Apparently an extension to the Portuguese law that prohibits smoking in enclosed public spaces is being discussed so as to include the situation in which parents smoke inside their cars while transporting their children. I agree with the situation the law intends to include but not necessarily with the fact it should be a law, as in, “you’ll get fined or go to jail if you don’t comply”.
People might misinterpret my words so, let me clarify: I fully agree children should not be exposed to their parents’ smoking environment. And I get it that a law is probably the only way to enforce the protection of children whose parents are irresponsible enough to include their children in their smoking environment.
Now imagine that, in the future, the government prohibits parents from taking their children to McDonald’s or any other junk food restaurant because too much of that kind of food can turn your kids into adults with high risk of developing cardiovascular diseases. The argument is still the same: the law exists because there are irresponsible parents that do not protect their children from harmful activities (even if that harm only reveals itself in the distant future). Would your position still be the same as in the smoking law? Or would you find that to be a huge invasion of your freedom?

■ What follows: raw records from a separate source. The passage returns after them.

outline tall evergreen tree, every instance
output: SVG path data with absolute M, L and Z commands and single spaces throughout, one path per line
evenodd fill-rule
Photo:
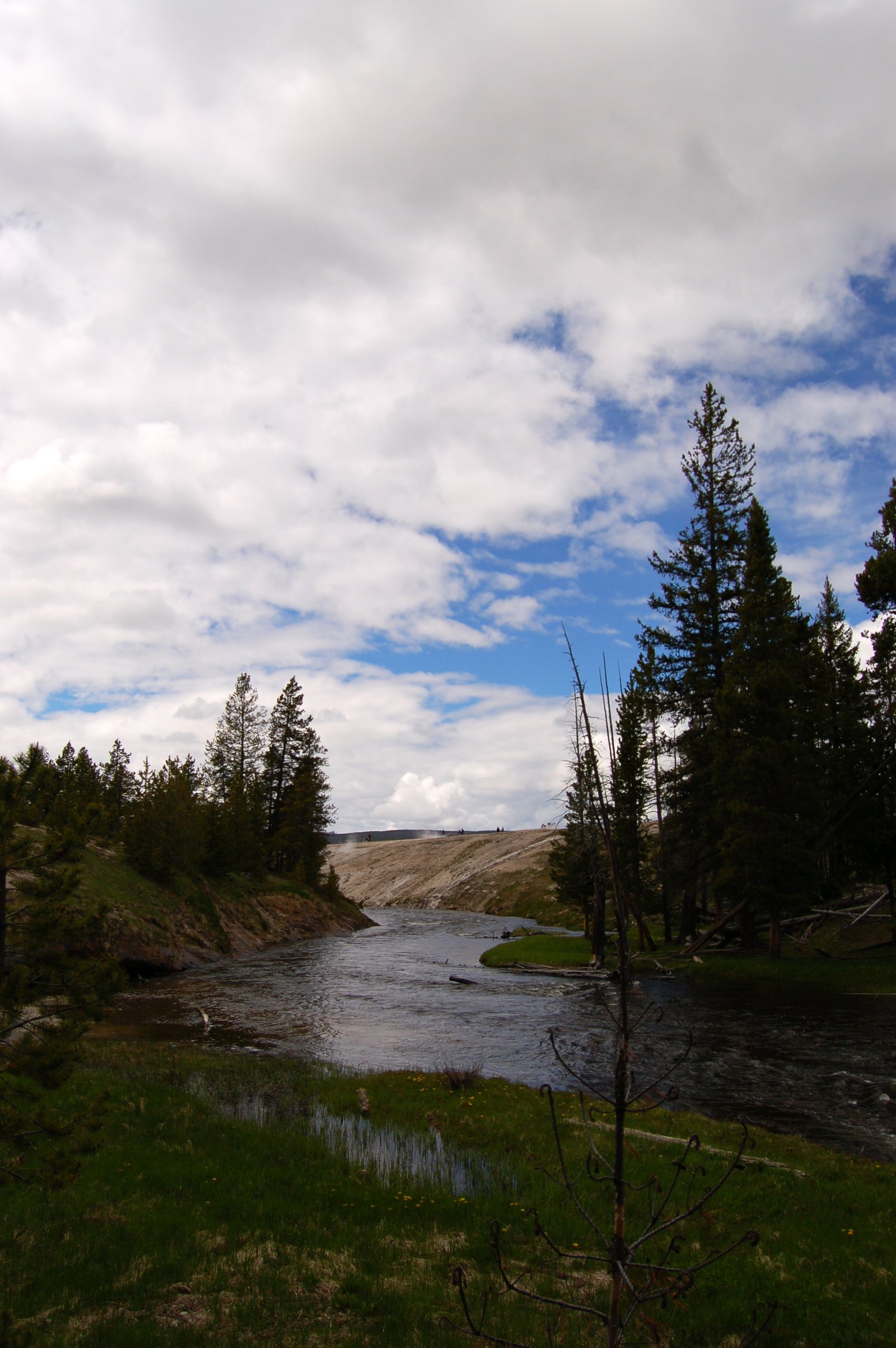
M 272 871 L 292 871 L 319 888 L 333 809 L 326 752 L 303 701 L 292 677 L 271 713 L 264 755 L 267 857 Z
M 881 527 L 868 545 L 874 553 L 856 577 L 856 593 L 872 613 L 896 612 L 896 477 L 880 508 Z
M 100 807 L 98 768 L 84 745 L 75 754 L 69 741 L 55 760 L 55 794 L 47 822 L 58 833 L 73 833 L 84 842 Z
M 0 759 L 0 1184 L 59 1181 L 90 1147 L 96 1111 L 59 1105 L 54 1092 L 121 981 L 102 915 L 75 895 L 71 836 L 22 826 L 27 771 Z
M 139 783 L 124 824 L 131 864 L 163 882 L 198 871 L 206 852 L 206 818 L 193 756 L 168 758 L 159 772 L 147 763 Z
M 896 617 L 888 615 L 872 634 L 872 658 L 865 670 L 870 712 L 870 763 L 878 772 L 864 809 L 866 856 L 874 878 L 883 878 L 896 917 Z M 893 933 L 896 941 L 896 931 Z
M 643 634 L 643 644 L 656 651 L 659 683 L 680 727 L 670 806 L 683 886 L 682 938 L 695 933 L 697 896 L 706 906 L 717 860 L 715 700 L 737 627 L 755 466 L 753 446 L 746 446 L 711 384 L 706 384 L 689 426 L 697 442 L 682 469 L 694 496 L 694 515 L 670 555 L 653 553 L 651 558 L 660 590 L 649 603 L 660 621 L 645 625 Z
M 775 562 L 768 516 L 753 499 L 744 593 L 725 685 L 714 791 L 721 833 L 715 883 L 730 907 L 769 919 L 769 953 L 780 953 L 780 918 L 802 909 L 817 883 L 811 834 L 814 755 L 808 620 Z
M 214 737 L 205 747 L 205 778 L 218 809 L 210 860 L 225 871 L 257 871 L 264 855 L 261 767 L 268 714 L 248 674 L 240 674 Z
M 278 697 L 271 712 L 268 747 L 264 755 L 264 795 L 267 834 L 275 837 L 283 817 L 283 802 L 303 762 L 319 754 L 311 717 L 303 709 L 305 694 L 295 675 Z
M 135 780 L 129 764 L 131 755 L 121 740 L 116 740 L 109 749 L 109 758 L 100 768 L 101 817 L 104 832 L 109 838 L 121 836 L 127 807 L 133 797 Z
M 833 818 L 860 786 L 869 767 L 869 698 L 862 679 L 853 630 L 825 580 L 812 623 L 818 654 L 814 697 L 818 770 L 815 789 L 822 820 Z M 861 864 L 866 838 L 866 811 L 853 811 L 826 842 L 821 857 L 822 882 L 838 895 Z
M 610 763 L 613 834 L 629 899 L 644 907 L 644 818 L 649 786 L 649 744 L 644 689 L 637 667 L 616 700 L 616 731 Z
M 656 841 L 660 880 L 660 909 L 663 913 L 663 940 L 668 945 L 672 940 L 672 914 L 670 910 L 670 856 L 666 837 L 666 798 L 664 798 L 664 771 L 662 759 L 668 749 L 667 736 L 662 728 L 664 710 L 663 694 L 656 677 L 656 651 L 647 643 L 637 662 L 637 677 L 644 698 L 644 724 L 647 728 L 649 751 L 649 778 L 656 810 Z
M 876 617 L 885 615 L 872 632 L 873 655 L 865 682 L 872 700 L 870 743 L 873 768 L 880 774 L 868 799 L 864 817 L 868 852 L 883 874 L 896 915 L 893 891 L 896 869 L 896 477 L 880 508 L 881 527 L 870 537 L 869 557 L 856 577 L 856 593 Z M 883 768 L 883 771 L 881 771 Z M 893 934 L 896 941 L 896 933 Z
M 593 767 L 583 749 L 579 716 L 577 701 L 563 830 L 551 844 L 548 867 L 558 900 L 581 909 L 585 936 L 591 941 L 591 956 L 596 964 L 602 965 L 606 950 L 609 871 L 597 817 Z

You’d probably say: “Ah but that’s different!” Well, is it? From a health point of view, the situations are exactly the same. You might think I’m being extreme but actually, junk food might be worse since a lot more people die of cardiovascular diseases than people die of smoke-related diseases. However, a lot more people would oppose to this no-junk-food-for-small-children law than the no-smoking-near-children law. Why is that?
What worries me the most is the precedence that this kind of law opens. Would you like to live in a future in which you’d need to show your most recent cholesterol exams just to prove that you are allowed to eat a Big Mac? Yeah, me neither.
I think people should have the freedom to be idiots.